Rund 2500 Besucher kamen zum Flugplatzfest des Kelkheimer Luft- sportclubs. Und sie bekamen einige spektakuläte Dinge zu sehen.

Kelkheim. Die Piper J3 Supercub kommt in die Seitenlage auser der Kurve - eine Tragfläche weist zum Boden, die andere zum Himmel. "Messerflug", nennen die Flieger dies, und es sieht zwar einfach aus, verlangt aber eine Menge Fingerspitzengefühl. "Da muss man schon eine Weile üben", informiert der Ansager die Zuschauer, die dem Piloten, kaum dass die Maschine gelandet ist. reichlich Beifall spenden.
Kay Succolowsky hat das Modell geflogen, später zeigte der 14 jährige noch mit einer Kunstflugmaschine allerlei Loopings, Rollen und andere Kunststücke. "Das geht noch tiefer", wird er angefeuert, als er die Maschine in Rückenlage ein paar Meter über der Wiese entlang rasen lässt. Aber das junge Clubmitglied lässt sich nicht provozieren. Sicherheit geht vor, und kein Modellflieger möchte vor Publikum einen Absturz hinlegen.
Einer kam aus Holland
Keine Frage, die Veranstaltung war geeignet, die Besucher für dieses Hobby zu beeistern. Rund 40 Bastler waren mit ihren Fliegern, von der histrorischen Militärmaschine bis zum Hubschrauber, angereist und alle konnten ausgiebig bewundert werden. Michael Günther, der Vorsitzende des Vereins, schätzt die Zahl der Besucher auf etwa 2500. Sicher zu dieser Resonaz beigetragen hat, dass der Tierschutzverein nebean ebenfalls seinen Tag der offenen Tür hatte - die Zusammenarbeit zwischen den beiden Vereinen klappt seit Jahren.

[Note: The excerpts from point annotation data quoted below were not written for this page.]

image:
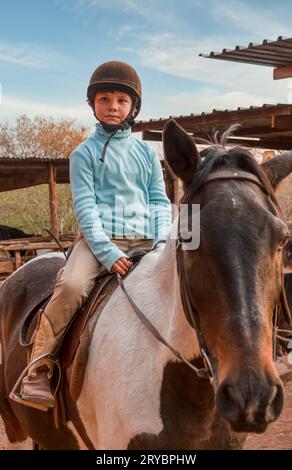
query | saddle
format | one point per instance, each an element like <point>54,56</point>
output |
<point>72,351</point>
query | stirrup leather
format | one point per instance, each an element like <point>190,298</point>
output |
<point>15,395</point>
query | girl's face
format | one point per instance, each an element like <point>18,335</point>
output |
<point>112,107</point>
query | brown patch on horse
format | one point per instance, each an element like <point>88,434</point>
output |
<point>188,415</point>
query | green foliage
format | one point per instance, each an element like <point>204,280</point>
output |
<point>29,209</point>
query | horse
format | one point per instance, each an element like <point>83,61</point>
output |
<point>213,304</point>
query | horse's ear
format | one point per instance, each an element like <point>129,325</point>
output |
<point>278,168</point>
<point>180,151</point>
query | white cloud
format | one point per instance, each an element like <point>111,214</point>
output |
<point>257,21</point>
<point>180,57</point>
<point>27,54</point>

Ebenfalls schon lage arbeite der Luftsportclub mit Gleichgesinnten nicht nur aus der Region zusammen. Sogar aus Holland war ein Modellflieger gekommen, um seine Maschine zu präsentieren. Intensive Kontakte gibt es außerdem mit Vereinen aus Aschaffenburg und Weilbach. Etwa ein Viertel der gezeigten Flugzeuge kamen von auswärts. Darunter auch eine der spektakulärsten Darbietungen des Wochenendes, für die Markus Brandt mit seinem Hubschrauber
sorgte. Der Eschborner, der sonst auf dem Weilbacher Flugplatz unterwegs ist, jagte seinen Helikopter in atemberaubenden Kapriolen über die frisch gemähte Wiese. Eben noch drehte sich der Helikopter im Vorwärtsflug um die eigene Längsachse, um Sekunden später, mit der Schnautze schräg nach oben stehend, wahre Sprünge zu vollführen. Auch ein Hubschrauber kann sich in der Luft auf den Rücken legen - viel hätte nicht gefehlt, und Brandts Modell hätte die Spitzen der Grashalme abrasiert.
"Das geht inzwischen autmatisch", lässt Brandt durchblicken, dass sehr viele Übungsstunden gebraucht werden, bis er eine solche Akrobatik hinbekommt. Trotzdem sei das Hubschrauberfliegen auch etwas für Anfänger, wobei er jedem rät, zunächst mit einem Simulator am Computer zu üben. Die seien inzwischen so gut, dass sie zur Vorbereitung genutzt werden können. So, wie er es betreibt, ist es kein preiswertes Hobby. Etwa einmal im Monat kommt es auch bei Ihm zu einer unplanmäßigen und daher harten Landung - und der Schaden liegt dann jedes Mal bei 100 bis 500 Euro.